Eu preciso pedir. Não parem de doar”. Zé Trovão, caminhoneiro e militante bolsonarista
O advogado dele, Levi Andrade, não soube dizer o valor arrecadado.
Na semana passada, a Polícia Federal apreendeu R$ 505 mil com um prefeito do PSL, partido pelo qual Bolsonaro foi eleito, no aeroporto de Congonhas. Gilmar João Alba, que administra a cidade de Cerro Grande do Sul (RS),disse à revista Veja que o dinheiro não era para financiar os atos de 7 de setembro. Os agentes ainda investigam a origem dos valores em espécie.
Segundo a PGR, o grupo de Zé Trovão planejava atos antidemocráticos baseando-se em reuniões e declarações públicas dele e de Sérgio Reis. O cantor disse que, se o Senado não abrir processo de cassação dos ministros do Supremo, haveria violência: “E se, em 30 dias… invadir, quebrar tudo e tirar os caras na marra”.
No domingo passado, nove dias depois do bloqueio judicial, o grupo ligado a Zé Trovão divulgou uma conta bancária para viabilizar uma caravana da Bahia. Na terça, abriu mais duas chaves Pix em conta do empresário de Sergio Reis. Isso foi feito depois de uma consulta jurídica com o advogado Levi Andrade, que representa o caminhoneiro.
Andrade disse ter informado a eles que a abertura da conta não foi proibida pelo STF. Ele recomendou que deveriam evitar recursos de partidos políticos e registrar todas as entradas e saídas com transparência.
Se o ministro [do STF] achar que tem que bloquear esse, bloqueia. Meia hora depois, tem outro, uma outra pessoa”
Levi Andrade, advogado de Zé Trovão
Ruralistas têm apoiado financeiramente o grupo. “Vários fazendeiros estão ajudando”, diz Andrade. O grupo pretende ficar acampado em Brasília depois do dia 7.
Trovão promete uma paralisação de caminhoneiros, negada por Wallace “Chorão” Landim, presidente da Associação Brasileira dos Condutores de Veículos Automotores (Abrava). Trovão disse ao UOL que 1,3 milhão de motoristas vão parar:
Estamos convocando a categoria dos caminhoneiros para ir para essa luta como brasileiro, pessoa de bem que está cansado das mazelas do STF”. Zé Trovão, caminhoneiro
O caminhoneiro disse à reportagem que não haverá bloqueios de rodovias.
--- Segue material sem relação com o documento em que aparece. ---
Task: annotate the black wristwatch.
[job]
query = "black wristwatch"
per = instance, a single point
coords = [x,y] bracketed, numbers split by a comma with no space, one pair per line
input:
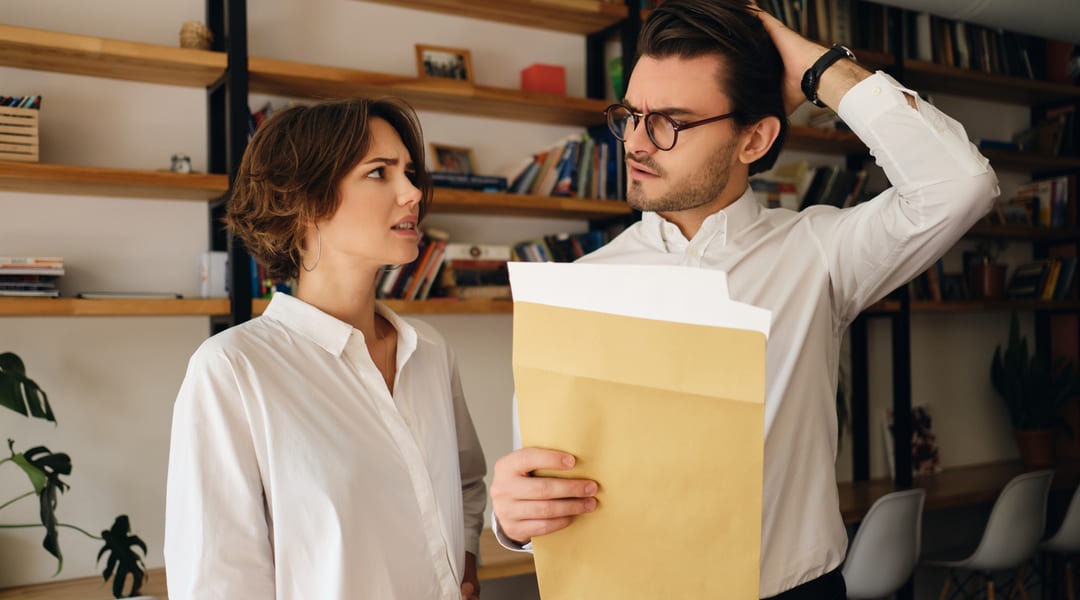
[812,78]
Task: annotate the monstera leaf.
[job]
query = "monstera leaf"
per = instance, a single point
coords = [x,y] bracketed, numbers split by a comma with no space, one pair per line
[19,393]
[122,561]
[44,469]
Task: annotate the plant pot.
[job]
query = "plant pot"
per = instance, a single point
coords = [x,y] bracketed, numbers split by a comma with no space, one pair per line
[1036,447]
[987,280]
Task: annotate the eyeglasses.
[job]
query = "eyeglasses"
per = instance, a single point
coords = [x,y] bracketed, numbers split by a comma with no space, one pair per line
[662,130]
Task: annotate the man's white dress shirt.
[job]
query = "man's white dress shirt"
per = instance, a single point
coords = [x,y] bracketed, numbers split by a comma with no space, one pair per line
[817,270]
[295,474]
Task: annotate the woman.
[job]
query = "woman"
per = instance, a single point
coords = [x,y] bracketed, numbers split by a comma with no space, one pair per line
[324,450]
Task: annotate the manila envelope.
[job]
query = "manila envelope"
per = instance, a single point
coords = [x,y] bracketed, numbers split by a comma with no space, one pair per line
[666,417]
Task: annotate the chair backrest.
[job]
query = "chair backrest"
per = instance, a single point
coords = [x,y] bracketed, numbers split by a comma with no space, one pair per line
[886,546]
[1016,523]
[1066,540]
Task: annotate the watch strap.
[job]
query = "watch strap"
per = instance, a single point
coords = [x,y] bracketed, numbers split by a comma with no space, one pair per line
[811,79]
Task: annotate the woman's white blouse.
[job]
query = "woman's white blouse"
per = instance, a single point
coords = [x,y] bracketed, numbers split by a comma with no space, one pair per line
[295,474]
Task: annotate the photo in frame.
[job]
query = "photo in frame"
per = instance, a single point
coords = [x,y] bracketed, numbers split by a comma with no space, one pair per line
[434,62]
[453,159]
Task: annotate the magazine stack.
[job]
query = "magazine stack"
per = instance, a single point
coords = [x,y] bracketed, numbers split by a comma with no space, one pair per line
[34,276]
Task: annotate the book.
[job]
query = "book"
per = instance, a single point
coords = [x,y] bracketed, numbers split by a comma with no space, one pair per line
[469,181]
[1027,280]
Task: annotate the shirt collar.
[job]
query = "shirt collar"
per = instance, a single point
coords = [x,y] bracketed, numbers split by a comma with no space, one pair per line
[331,332]
[717,228]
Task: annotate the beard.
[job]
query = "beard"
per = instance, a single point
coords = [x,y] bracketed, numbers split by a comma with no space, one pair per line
[692,191]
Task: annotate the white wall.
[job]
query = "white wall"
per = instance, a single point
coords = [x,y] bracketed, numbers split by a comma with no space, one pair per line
[112,380]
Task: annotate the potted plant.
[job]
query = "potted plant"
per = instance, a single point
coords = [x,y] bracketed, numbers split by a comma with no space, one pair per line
[987,275]
[44,468]
[1034,389]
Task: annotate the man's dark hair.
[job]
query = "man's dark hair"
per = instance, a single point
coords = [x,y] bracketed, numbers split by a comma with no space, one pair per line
[752,71]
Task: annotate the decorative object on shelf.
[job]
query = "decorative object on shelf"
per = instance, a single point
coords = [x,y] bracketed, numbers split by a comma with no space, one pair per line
[926,457]
[985,274]
[435,62]
[18,134]
[180,163]
[544,79]
[194,35]
[453,159]
[44,468]
[1033,387]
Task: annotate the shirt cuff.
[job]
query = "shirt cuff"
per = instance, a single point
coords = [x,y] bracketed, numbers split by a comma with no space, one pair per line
[507,542]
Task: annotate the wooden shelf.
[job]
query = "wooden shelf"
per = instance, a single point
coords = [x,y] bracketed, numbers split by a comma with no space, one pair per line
[1027,162]
[1028,233]
[85,55]
[286,78]
[822,140]
[78,307]
[950,488]
[581,16]
[468,202]
[930,77]
[890,307]
[1003,304]
[121,182]
[441,305]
No entanto, ele afirmou acreditar que os motoristas que decidirem rodar não terão clientes para atender no período. “As transportadoras estão comprando a briga pelo Brasil”, justificou. Bolsonarista, Zé Trovão disse que o movimento não é em favor do presidente, mas não informou o nome de integrantes que não sejam apoiadores do governo.
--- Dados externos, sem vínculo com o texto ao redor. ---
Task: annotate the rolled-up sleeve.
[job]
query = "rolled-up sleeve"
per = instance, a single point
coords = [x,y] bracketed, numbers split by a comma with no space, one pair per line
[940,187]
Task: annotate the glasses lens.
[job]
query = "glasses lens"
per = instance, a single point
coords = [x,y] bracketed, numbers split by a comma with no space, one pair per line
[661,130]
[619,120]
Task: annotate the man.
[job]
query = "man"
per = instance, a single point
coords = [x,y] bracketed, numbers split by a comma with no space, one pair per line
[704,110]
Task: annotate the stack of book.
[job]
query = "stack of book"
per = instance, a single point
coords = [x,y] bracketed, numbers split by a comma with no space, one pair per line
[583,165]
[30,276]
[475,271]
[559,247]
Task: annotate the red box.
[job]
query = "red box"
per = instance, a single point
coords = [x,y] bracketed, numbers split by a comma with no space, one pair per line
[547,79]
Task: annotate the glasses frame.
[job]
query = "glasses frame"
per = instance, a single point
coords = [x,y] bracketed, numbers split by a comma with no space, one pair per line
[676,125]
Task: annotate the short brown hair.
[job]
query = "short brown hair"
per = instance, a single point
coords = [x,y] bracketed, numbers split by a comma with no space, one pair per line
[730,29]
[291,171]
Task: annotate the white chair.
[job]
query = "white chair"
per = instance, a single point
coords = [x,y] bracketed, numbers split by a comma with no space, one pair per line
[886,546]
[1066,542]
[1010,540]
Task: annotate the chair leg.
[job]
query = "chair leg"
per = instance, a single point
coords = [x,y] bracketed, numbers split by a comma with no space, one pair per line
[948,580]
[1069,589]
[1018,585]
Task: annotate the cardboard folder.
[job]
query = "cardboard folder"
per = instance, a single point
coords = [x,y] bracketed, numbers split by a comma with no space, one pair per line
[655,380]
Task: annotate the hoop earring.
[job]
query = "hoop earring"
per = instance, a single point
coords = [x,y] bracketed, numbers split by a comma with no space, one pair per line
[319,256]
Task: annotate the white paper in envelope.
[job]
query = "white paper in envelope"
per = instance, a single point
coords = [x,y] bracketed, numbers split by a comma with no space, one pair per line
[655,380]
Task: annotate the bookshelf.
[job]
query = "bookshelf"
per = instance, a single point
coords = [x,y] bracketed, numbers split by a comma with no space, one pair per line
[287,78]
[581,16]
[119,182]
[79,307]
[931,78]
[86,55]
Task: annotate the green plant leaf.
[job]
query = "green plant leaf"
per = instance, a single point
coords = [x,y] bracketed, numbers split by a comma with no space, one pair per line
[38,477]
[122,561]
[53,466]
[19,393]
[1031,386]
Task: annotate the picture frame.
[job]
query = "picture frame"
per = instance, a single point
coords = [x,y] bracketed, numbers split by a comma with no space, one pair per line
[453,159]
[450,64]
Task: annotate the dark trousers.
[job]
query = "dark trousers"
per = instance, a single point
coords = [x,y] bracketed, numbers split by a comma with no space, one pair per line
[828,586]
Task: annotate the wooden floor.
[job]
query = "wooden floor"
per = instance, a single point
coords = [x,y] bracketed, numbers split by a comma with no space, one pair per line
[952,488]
O Ministério da Infraestrutura vê com ceticismo a possibilidade de uma greve de caminhoneiros. Segundo uma fonte da pasta ouvida pelo UOL, não há adesão ao movimento de Trovão. Para eles, as preocupações do Supremo não possuem lógica.
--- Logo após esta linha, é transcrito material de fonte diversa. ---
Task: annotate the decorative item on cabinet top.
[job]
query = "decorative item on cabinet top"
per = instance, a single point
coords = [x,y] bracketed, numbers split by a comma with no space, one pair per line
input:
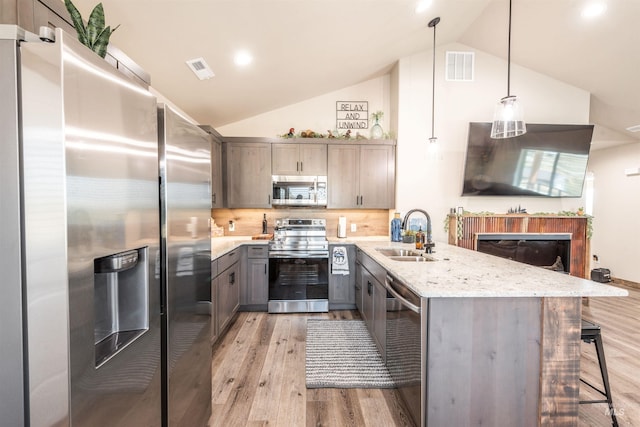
[94,35]
[331,134]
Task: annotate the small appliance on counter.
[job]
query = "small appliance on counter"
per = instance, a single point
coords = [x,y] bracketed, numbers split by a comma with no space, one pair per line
[602,275]
[342,227]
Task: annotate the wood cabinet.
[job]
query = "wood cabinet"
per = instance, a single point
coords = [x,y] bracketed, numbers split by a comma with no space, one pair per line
[255,284]
[361,176]
[342,288]
[247,169]
[374,299]
[299,159]
[225,291]
[217,197]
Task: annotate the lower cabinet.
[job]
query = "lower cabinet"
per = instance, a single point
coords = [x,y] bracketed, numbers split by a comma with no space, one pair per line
[254,294]
[342,286]
[225,291]
[372,302]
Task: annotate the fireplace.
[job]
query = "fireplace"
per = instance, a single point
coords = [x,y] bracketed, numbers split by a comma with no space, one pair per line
[549,250]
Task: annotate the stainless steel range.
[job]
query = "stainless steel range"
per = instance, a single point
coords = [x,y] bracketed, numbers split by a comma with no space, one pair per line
[299,266]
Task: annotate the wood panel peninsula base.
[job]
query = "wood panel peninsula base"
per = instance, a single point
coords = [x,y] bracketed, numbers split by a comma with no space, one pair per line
[500,339]
[502,361]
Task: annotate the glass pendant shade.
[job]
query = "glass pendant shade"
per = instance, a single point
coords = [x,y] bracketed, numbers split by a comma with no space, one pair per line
[508,119]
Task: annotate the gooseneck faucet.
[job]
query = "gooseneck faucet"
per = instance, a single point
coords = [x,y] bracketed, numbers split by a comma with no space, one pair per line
[405,223]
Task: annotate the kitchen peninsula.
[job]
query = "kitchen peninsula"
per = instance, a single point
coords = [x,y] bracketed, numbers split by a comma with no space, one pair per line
[500,339]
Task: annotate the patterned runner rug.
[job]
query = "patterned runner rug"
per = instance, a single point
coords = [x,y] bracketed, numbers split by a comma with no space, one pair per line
[342,354]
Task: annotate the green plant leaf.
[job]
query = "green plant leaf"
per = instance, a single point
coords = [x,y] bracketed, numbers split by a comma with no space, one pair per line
[95,26]
[77,22]
[102,42]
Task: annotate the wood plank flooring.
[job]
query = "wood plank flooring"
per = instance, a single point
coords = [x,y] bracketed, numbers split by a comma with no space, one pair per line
[259,374]
[619,318]
[259,380]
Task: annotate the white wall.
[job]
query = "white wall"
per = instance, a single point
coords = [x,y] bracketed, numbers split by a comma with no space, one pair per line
[432,179]
[317,114]
[616,200]
[426,179]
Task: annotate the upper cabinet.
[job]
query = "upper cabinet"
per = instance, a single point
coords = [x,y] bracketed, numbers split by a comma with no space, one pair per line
[248,175]
[217,199]
[299,159]
[361,176]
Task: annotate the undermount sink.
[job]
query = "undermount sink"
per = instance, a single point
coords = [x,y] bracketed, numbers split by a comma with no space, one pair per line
[405,255]
[394,252]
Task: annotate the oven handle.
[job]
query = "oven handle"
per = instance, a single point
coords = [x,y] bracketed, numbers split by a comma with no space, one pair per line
[388,284]
[293,254]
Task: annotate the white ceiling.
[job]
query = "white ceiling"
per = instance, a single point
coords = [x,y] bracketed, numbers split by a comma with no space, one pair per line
[305,48]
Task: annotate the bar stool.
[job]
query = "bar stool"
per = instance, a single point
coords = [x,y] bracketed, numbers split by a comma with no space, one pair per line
[591,334]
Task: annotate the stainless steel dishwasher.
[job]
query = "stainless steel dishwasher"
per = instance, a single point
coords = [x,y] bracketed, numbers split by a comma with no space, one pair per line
[406,345]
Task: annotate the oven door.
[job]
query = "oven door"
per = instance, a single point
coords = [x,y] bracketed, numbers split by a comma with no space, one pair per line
[298,283]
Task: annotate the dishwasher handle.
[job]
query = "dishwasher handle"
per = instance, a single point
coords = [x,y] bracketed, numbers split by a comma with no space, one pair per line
[389,285]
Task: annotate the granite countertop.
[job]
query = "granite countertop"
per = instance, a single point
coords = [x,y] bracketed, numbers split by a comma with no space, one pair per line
[222,245]
[458,272]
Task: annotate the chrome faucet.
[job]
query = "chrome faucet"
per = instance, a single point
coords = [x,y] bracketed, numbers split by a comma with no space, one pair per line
[405,223]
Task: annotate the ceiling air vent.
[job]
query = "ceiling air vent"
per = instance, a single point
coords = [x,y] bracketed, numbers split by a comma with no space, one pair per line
[460,66]
[200,68]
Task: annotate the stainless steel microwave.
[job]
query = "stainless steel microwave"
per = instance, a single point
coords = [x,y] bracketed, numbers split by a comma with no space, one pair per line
[293,190]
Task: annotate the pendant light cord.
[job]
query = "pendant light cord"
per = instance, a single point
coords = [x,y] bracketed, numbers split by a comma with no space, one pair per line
[433,23]
[433,86]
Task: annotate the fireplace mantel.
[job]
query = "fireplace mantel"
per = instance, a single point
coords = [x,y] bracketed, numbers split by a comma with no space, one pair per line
[463,230]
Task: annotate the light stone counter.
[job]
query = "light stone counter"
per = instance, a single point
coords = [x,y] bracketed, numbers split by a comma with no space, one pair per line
[222,245]
[458,272]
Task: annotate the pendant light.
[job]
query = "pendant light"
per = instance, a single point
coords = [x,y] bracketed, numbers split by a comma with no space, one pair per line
[432,24]
[508,119]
O presidente da Associação Nacional dos Transportes no Brasil, José Roberto Stringasci, é contra o movimento porque o entende apenas como apoio a Bolsonaro mesmo sem o presidente fazer política para baixar o preço dos combustíveis. No entanto, ele acredita que a paralisação vai acontecer mesmo contra a vontade dos motoristas que não quiserem aderir. “O povo é que vai fechar a rodovia”, contou ele ao UOL.
O caminhoneiro autônomo vai ser obrigado a parar.” José Roberto Stringasci, líder de caminhoneiros
Durante o evento, “centenas” de seguranças privados vão trabalhar, segundo Andrade. Haverá ainda policiais militares de folga participando do movimento ao lado do bolsonaristas no meio da multidão, destaca Andrade.
O Movimento Nas Ruas utiliza a ferramenta Paypal, inclusive, para organizar manifestações fora do país. Uma está marcada para acontecer na véspera do feriado, em Boston (EUA). Fundadora do grupo, a deputada Carla Zambelli (PSL-SP) destacou que haverá “brasileiros no exterior também em prol do presidente Bosonaro”.
O grupo não revela o valor já arrecadado. O porta-voz do Nas Ruas, Tomé Abduch, disse à reportagem que os eventos não são caros.
Nossas manifestações não custam muito caro. São valores muito pequenos, insignificantes”. Tomé Abduch, porta-voz do Nas Ruas
Se a pauta do movimento de Zé Trovão é retirar os ministros do Supremo, o Nas Ruas diz defender “a democracia, a Constituição, a liberdade e as instituições”. “Nossa Constituição é bem clara em relação aos Poderes serem harmônicos”, diz Abduch. Nas redes sociais, ele afirmou que os atos são “em apoio à gestão” de Bolsonaro
Abduch explicou ao UOL que o voto impresso não é a pauta principal do Nas Ruas e que o movimento será pacífico. Abduch diz que os só alguns radicalismos são punidos pelo Supremo. “Se existem agressões de alguns extremistas de direita, existem também de extremistas de esquerda. E nós não vemos, por parte do STF, a mesma tratativa em relação a isso.”
Desempregado, o marceneiro Danilo Aguiar, 30, mora em Duque de Caxias (RJ) e faz parte do grupo B-38, uma referência ao presidente Jair Bolsonaro. Ele mobilizou 15 pessoas na cidade para formar uma caravana a Brasília. Colocou sua conta corrente à disposição e eles passaram a fazer campanha em redes sociais e grupos fechados, recolhendo até alimentos.
Até quinta-feira, conseguiu R$ 400. “Ainda não é possível para a gente ir e conseguir se manter”, afirmou ao UOL. “Queremos acabar com essa falcatrua do Supremo Tribunal, que o nosso presidente pudesse governar. Esse tribunal não deixa ele governar.”
Em Lages (SC), um grupo de ativistas disse que precisava de recursos para alugar caminhões e banheiros químicos. “O carro de som terá um custo de R$ 4.500”, diz mensagem em dos anúncios em redes sociais. “O Pix é democrático: dá quem acredita e quer.”
Sobrinho do presidente, Léo Índio disse que não é responsável pela arrecadação, mas apenas pela divulgação de contas para financiar os atos. A conta é administrada por Rafael Moreno, um motorista de aplicativo, que não revela os valores arrecadados, mas já conseguiu alugar oito caminhões com o dinheiro.
Moreno afirma que não conseguiu levantar recursos com a chave para bitcoins. Em uma rede social, ele disse que alugou um helicóptero. “Bora lá alugar um helicóptero em Brasília também”, completou Léo Índio na quinta-feira (2).
O UOL procurou responsáveis pelos responsáveis pela arrecadação dos demais movimentos, mas não recebeu esclarecimentos.